此处直接黏贴大神的原话:为何要保存x0~x3这四个寄存器呢?因为ARM64 boot protocol对启动时候的x0~x3这四个寄存器有严格的限制:x0是dtb的物理地址,x1~x3必须是0(非零值是保留将来使用)。在后续setup_arch函数执行的时候会访问boot_args并进行校验。
对于invalidate cache的操作而言,我们可以追问几个问题:如果boot_args所在区域的首地址和尾部地址没有对齐到cache line怎么办?具体invalidate cache需要操作到那些level的的cache?这些问题可以通过阅读__inval_cache_range的代码获得答案,这里就不描述了。
还有一个小细节是如何访问boot_args这个符号的,这个符号是一个虚拟地址,但是,现在没有建立好页表,也没有打开MMU,如何访问它呢?这是通过adr_l这个宏来完成的。这个宏实际上是通过adrp这个汇编指令完成,通过该指令可以将符号地址变成运行时地址(通过PC relative offset形式),因此,当运行的MMU OFF mode下,通过adrp指令可以获取符号的物理地址。不过adrp是page对齐的(adrp中的p就是page的意思),boot_args这个符号当然不会是page size对齐的,因此不能直接使用adrp,而是使用adr_l这个宏进行处理,如果读者有兴趣可以自己看source code。
/*
* The recorded values of x0 .. x3 upon kernel entry.
*/
u64 __cacheline_aligned boot_args[4];解释一下adr_l这个宏,该宏的含义是将boot_args标签的物理地址赋值给了x0,即x0 = __pa(boot_args);adr_l宏最终会调用adrp指令,该指令的作用就是将符号地址变为运行时地址,由于此时MMU和cache都是关闭的,而boot_args的标签是虚拟地址(为什么是虚拟地址?事实上vmlinux.lds.S所定义的标签地址都是虚拟地址,因此这个时候,head.s里面的变量/标签所代表的均是虚拟地址),运行时地址,在目前的情况下也就是物理地址,因为MMU还没有打开。
在MMU没有打开的情况下,我们不能直接访问虚拟地址,需要adrp这个指令来获取标签的物理地址。而adrp指令是page对齐的,显然boot_args无法保证这一条件(事实上,它应当是cache_line对齐的),因此ard_l的作用就体现出来了,它并不需要page对齐。
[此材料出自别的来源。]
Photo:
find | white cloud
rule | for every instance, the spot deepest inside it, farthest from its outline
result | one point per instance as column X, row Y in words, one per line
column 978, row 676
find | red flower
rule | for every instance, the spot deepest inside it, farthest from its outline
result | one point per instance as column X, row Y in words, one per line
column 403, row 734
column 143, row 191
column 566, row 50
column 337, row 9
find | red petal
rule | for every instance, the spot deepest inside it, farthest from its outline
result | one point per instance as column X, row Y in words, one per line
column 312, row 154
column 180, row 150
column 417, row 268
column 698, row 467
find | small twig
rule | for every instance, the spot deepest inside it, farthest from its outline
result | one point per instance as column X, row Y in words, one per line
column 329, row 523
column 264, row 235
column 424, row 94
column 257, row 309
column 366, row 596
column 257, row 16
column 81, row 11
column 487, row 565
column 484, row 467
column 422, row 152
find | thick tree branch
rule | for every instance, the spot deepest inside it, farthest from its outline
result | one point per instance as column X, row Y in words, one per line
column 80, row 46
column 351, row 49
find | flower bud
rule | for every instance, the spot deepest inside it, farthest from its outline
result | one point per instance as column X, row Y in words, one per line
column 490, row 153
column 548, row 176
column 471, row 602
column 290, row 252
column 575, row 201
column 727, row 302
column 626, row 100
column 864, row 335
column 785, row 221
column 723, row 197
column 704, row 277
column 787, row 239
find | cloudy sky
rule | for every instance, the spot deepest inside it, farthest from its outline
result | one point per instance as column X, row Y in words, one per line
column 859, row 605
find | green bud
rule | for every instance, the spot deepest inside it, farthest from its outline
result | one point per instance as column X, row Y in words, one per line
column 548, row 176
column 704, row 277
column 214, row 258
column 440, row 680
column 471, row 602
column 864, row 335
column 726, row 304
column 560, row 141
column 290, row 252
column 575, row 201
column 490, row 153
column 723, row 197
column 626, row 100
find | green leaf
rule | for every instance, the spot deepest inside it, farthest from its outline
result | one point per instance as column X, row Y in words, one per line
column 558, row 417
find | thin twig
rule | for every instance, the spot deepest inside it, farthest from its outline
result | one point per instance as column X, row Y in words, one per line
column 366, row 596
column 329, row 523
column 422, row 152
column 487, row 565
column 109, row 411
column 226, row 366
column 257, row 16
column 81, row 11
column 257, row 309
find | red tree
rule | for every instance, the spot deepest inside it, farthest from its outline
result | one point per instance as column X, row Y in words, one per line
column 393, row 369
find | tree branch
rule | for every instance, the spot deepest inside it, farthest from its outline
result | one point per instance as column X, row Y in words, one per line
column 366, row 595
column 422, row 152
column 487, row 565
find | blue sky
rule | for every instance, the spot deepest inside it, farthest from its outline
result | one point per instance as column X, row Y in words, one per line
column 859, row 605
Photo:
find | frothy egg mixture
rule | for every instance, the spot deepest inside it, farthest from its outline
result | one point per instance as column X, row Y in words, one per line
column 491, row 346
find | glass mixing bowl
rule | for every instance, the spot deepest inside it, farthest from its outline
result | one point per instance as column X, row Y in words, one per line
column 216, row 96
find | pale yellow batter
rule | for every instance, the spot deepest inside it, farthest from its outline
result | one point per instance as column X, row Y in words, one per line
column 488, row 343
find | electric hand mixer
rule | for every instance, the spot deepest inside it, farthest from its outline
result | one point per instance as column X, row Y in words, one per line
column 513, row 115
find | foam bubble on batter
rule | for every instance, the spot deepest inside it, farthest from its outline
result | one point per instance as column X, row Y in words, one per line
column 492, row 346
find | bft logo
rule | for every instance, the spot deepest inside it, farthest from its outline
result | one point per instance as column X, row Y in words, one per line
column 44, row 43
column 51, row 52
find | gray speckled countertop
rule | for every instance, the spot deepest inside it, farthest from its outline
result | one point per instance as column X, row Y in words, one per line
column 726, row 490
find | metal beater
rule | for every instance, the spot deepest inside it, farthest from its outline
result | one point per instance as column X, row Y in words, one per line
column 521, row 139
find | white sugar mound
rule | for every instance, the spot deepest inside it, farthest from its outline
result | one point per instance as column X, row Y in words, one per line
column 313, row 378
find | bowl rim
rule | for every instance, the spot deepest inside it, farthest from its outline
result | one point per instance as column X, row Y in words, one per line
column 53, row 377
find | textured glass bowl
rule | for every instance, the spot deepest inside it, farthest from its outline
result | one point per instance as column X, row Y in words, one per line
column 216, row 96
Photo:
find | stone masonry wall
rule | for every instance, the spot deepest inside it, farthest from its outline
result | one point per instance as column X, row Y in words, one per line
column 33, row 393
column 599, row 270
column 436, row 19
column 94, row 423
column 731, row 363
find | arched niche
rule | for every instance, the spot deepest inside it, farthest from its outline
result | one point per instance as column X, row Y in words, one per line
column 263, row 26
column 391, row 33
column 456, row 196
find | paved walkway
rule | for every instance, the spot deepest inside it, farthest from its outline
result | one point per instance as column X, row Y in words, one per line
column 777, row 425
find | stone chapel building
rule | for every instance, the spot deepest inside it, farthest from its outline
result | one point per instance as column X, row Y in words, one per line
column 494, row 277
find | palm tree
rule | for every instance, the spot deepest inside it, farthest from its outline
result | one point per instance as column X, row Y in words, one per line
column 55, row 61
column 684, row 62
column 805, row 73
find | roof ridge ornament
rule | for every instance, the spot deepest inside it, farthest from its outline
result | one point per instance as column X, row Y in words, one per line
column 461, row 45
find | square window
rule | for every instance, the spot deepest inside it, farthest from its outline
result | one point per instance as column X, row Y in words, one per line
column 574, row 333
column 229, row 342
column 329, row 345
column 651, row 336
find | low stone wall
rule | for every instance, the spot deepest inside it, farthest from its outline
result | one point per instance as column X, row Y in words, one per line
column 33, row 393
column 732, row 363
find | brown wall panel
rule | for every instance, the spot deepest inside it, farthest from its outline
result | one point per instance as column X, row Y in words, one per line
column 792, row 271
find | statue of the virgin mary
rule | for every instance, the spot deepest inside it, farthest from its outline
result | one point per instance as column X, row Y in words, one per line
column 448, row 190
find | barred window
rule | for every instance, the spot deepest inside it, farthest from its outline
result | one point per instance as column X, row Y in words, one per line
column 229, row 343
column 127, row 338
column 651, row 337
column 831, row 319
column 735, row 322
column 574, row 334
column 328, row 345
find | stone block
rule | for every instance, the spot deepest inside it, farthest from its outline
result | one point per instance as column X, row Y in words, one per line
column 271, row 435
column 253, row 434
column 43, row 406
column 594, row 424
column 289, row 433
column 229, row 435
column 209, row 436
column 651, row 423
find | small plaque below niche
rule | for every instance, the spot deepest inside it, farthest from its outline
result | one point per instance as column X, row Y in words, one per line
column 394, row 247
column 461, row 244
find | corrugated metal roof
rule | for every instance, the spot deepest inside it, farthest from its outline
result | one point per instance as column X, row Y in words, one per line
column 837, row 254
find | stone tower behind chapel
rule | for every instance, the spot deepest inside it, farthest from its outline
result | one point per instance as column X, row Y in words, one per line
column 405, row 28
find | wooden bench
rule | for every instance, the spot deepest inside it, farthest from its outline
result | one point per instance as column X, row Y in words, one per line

至于dmb sy, ARM文档中,有关于数据访问指令和 data cache指令之间操作顺序的约定,原文如下:
/* All data cache instructions, other than DC ZVA, that specify an address can execute in any order relative to loads or stores that access any address with the Device memory attribute,or with Normal memory with Inner Non-cacheable attribute unless a DMB or DSB is executed between the instructions. */即,在Inner Non-cacheable 的情况下,所有的data cache instructions执行之前, 除了DC ZVA(cache zeros by Virtual Address. This zeros a block of memory within the cache)之外,都要先执行DMB或者DSB,来保证stp等数据加载指令已经执行完毕。因此,在Non-cacheable的情况下,必须要使用DMB来保证stp指令在dc ivac指令之前执行完成。
2.3.2 el2_setup
ARMv8中有exception level的概念,即EL0~EL3一共4个level。这个概念代替了以往的普通模式、特权模式的定义,也大致延续了ARMv7中的PL0、PL1、PL2的概念,各个level所代表的具体意义可以参见下图(盗图):
即用户态所使用的Application处于特权的最低等级EL0,内核OS的运行则处于EL1层级,EL2则被用于虚拟化的应用,提供Security支持的Seurity Monitor位于EL3。显然,当内核运行到当前时候时,处于EL1层级或者以上,该函数很长,由于还未接触到虚拟化相关的内容,就不全部分析了,留待以后需要的时候再研习。
/*
* If we're fortunate enough to boot at EL2, ensure that the world is
* sane before dropping to EL1.
*
* Returns either BOOT_CPU_MODE_EL1 or BOOT_CPU_MODE_EL2 in w0 if
* booted in EL1 or EL2 respectively.
*/
ENTRY(el2_setup)
msr SPsel, #1 // We want to use SP_EL{1,2}
mrs x0, CurrentEL
cmp x0, #CurrentEL_EL2
b.eq 1f
mov_q x0, (SCTLR_EL1_RES1 | ENDIAN_SET_EL1)
msr sctlr_el1, x0
mov w0, #BOOT_CPU_MODE_EL1 // This cpu booted in EL1
isb
ret
1: mov_q x0, (SCTLR_EL2_RES1 | ENDIAN_SET_EL2)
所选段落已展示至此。